We arrive to set up camp in the Blue Ridge Mountains soaking up the cool, verdant landscape of the Carolina highlands. Part of greater Appalachia, the area is rich in nature and in charm. We explore the nooks-and-crannies of the hills as we search for hidden swimming holes, picturesque waterfalls, and panoramic views. We hike Black Balsam Knob and Devil’s Courthouse, two quintessential hikes in the area. Share stories with the local Cherokee community as we gather to hear ancient folklore from storytellers. Back at our campsite, in the midst of fireflies, we share in a traditional Poet’s Campfire and final banquet before saying our goodbyes and heading back to Raleigh. We journey home with fresh ideas and promising plans to share with friends, family, and others who are curious how to connect with our natural world and keep it beautiful.
Arrive in Raleigh, North Carolina and transfer to camping accommodations. Set up camp.
Adjust to island time as we settle into life by the sea. Over the next few days, we surf, swim, sea kayak, explore legendary lighthouses, hike Jockey’s Ridge, and look for wildlife. With our minds curious and our bodies tired from the day’s activities, we spend the evenings cooking our meals and gazing into the undisturbed night sky.

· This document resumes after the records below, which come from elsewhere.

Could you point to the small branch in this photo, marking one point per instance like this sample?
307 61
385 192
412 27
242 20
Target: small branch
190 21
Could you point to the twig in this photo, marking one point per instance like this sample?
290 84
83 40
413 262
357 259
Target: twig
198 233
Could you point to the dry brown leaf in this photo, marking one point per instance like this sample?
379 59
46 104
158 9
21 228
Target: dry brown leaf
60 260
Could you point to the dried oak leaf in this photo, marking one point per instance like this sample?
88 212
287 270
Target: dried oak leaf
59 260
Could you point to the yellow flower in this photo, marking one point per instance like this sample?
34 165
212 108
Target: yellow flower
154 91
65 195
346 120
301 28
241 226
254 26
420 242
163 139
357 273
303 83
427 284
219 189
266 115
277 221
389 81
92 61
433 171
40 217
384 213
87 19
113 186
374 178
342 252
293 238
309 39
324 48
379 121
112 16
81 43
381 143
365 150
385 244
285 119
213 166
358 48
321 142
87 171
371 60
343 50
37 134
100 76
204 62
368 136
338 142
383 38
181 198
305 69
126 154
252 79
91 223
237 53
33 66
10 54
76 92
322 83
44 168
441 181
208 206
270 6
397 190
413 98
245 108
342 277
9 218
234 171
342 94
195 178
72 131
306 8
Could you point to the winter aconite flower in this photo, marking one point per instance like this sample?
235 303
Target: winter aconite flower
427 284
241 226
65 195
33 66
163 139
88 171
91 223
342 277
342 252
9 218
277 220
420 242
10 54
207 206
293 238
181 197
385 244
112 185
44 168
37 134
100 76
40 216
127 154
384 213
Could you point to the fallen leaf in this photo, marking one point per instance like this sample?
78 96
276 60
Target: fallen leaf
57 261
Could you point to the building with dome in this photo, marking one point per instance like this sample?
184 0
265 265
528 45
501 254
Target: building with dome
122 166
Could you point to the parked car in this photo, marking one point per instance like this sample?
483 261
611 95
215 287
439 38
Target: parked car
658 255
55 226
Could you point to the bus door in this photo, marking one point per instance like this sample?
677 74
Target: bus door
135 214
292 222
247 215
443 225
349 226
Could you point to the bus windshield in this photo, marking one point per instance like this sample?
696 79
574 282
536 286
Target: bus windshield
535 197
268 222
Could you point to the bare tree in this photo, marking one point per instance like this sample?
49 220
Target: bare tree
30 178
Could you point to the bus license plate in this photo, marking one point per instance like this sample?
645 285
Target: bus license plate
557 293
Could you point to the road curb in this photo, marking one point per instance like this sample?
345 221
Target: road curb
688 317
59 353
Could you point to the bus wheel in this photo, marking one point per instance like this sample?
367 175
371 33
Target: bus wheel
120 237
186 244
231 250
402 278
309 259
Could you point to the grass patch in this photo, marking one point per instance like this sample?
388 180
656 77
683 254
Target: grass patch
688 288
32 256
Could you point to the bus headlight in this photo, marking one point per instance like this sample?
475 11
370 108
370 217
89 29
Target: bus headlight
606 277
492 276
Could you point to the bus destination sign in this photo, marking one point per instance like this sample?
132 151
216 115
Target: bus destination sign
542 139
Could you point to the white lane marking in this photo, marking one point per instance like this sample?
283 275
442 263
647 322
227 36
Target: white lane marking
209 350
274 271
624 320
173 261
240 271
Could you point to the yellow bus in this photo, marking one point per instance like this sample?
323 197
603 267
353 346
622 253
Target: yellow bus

As we venture from the ocean to the mountains, we stop at the U.S. National Whitewater Center to challenge ourselves to zip lines, ropes courses, whitewater activities, and climbing.
The Blue Ridge brings with it new landscapes and a newfound craving for nature and adventure. Here, we hike Devil’s Courthouse and Black Balsam Knob, feel the mist from grand waterfalls, and move like mountain trout in secluded swimming holes. We also venture to Cherokee, NC where we connect with the local, deeply-rooted Cherokee Native Americans to hear stories and participate in activities such as handicrafts and historical talks. End each day at our camp, with the sounds of the forest charmingly surrounding our tents.
Tying up loose ends around camp, we share stories, songs, and wisdom around a Poet's Campfire. We partake in a final banquet celebrating our newfound knowledge, positive impacts, and love for the natural world.
Saying farewell after watching our final sunrise over the Atlantic Ocean, we transfer back to Raleigh and board our return flights home.
The Road Less Traveled does not require any vaccinations or immunizations to travel with us, other than an up-to-date tetanus shot or booster (within the last nine years).
Please click below to view your program’s equipment and packing list!
North Carolina: Outer Banks Packing List - 2018 list coming soon!
For an emailed copy of this program’s day-to-day calendar, please call our office between 9 a.m. and 5 p.m. CST at 773-342-5200 and we’ll happily send you one!
It is imperative that no one make any travel arrangements until RLT provides instructions for specific arrival and departure time windows. Those details are typically released in mid-spring.
Families are individually responsible for booking their own airfare to get their student from home to the starting destination of Raleigh, NC on the first day of the trip, and from the ending destination of Raleigh, NC back home on the last day of the trip.